Experimental and Theoretical Study of Aromaticity Effects in the Solid State Architecture on Squaric Acid Derivatives

In this manuscript, the aromaticity of the four-membered ring in squaric acid derivatives and, particularly, how it changes when it participates in noncovalent interactions are studied combining experimental observations and theoretical analysis using the nucleus independent chemical shift (NICS). Moreover, the ability of the squaric acid and its derivatives to establish hydrogen bonds, π–π stacking, and other π-interactions (anion−π, lone pair−π, and C–H/π) is related to the increase in the aromaticity of the ring.

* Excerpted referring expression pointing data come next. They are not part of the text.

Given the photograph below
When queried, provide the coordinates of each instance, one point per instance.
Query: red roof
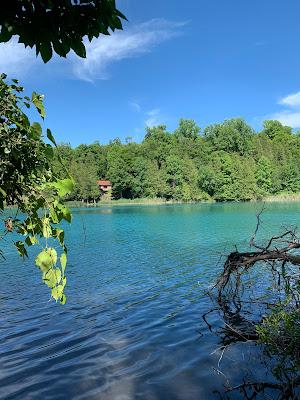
(104, 183)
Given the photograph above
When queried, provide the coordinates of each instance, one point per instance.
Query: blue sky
(201, 59)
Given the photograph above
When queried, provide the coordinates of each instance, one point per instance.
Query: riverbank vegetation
(228, 161)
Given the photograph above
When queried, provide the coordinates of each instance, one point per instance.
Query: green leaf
(46, 51)
(36, 130)
(49, 153)
(31, 240)
(51, 137)
(57, 292)
(21, 248)
(37, 100)
(60, 234)
(66, 214)
(49, 278)
(63, 262)
(47, 230)
(53, 255)
(63, 299)
(57, 275)
(64, 186)
(44, 261)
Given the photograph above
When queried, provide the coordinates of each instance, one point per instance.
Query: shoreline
(284, 197)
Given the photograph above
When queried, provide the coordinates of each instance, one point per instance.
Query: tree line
(227, 161)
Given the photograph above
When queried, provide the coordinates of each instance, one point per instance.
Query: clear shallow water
(132, 327)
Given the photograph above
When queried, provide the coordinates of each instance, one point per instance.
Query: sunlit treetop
(57, 25)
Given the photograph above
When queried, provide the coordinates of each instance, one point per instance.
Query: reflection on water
(132, 327)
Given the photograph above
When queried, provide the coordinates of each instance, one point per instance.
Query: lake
(132, 327)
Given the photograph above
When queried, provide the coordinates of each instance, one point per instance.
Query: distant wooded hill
(227, 161)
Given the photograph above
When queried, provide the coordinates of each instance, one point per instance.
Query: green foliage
(28, 183)
(275, 130)
(57, 26)
(233, 135)
(230, 162)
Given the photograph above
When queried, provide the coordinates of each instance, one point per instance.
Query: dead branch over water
(280, 259)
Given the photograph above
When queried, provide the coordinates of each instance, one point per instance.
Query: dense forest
(226, 161)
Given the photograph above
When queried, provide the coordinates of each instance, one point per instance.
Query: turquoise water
(132, 327)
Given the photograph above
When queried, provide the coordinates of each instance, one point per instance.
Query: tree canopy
(57, 26)
(228, 162)
(27, 183)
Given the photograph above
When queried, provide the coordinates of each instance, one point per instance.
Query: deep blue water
(132, 327)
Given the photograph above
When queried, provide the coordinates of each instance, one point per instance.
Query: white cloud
(290, 114)
(287, 117)
(15, 59)
(292, 100)
(131, 42)
(154, 117)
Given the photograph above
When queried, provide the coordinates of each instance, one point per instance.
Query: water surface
(132, 327)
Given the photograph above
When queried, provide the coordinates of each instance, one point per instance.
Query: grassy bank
(283, 197)
(126, 202)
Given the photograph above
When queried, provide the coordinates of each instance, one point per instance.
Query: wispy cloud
(290, 115)
(153, 117)
(287, 117)
(131, 42)
(15, 59)
(292, 100)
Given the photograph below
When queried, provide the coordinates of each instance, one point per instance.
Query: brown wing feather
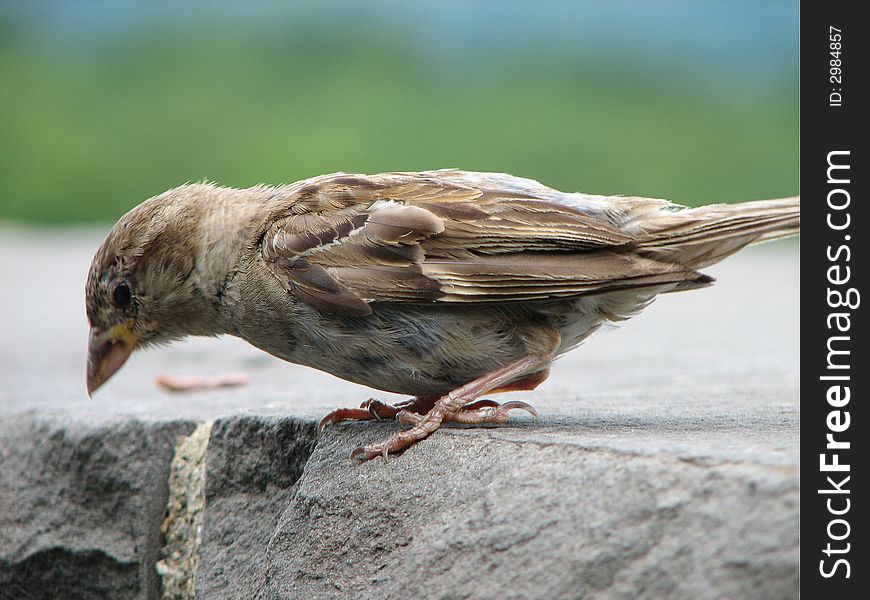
(342, 241)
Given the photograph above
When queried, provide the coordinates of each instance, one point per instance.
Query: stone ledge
(469, 513)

In addition, several squaric acid derivatives (benzamh)­(sqah)·H2O (1), (pipropamh2)­(sqa)·2H2O (2), (deamh)­(deamsqa) (3), (phpetamh)­(sqah)·(4), (amsqa)­(sqa) (5), (and benzamh)­(benzamsqa)·H2O (6) where benzam = benzylamine; sqah2 = squaric acid; deamsqah = diethylamidosquaric acid; pipropam = 3,3′-(piperazine-1,4-diyl)­bis­(propan-1-amine); deam = diethylamine phpetam = p-hydroxiphenylethylamine and benzamsqah = benzylamidosquaric acid) were synthesized and characterized by single crystal X-ray diffraction analyses.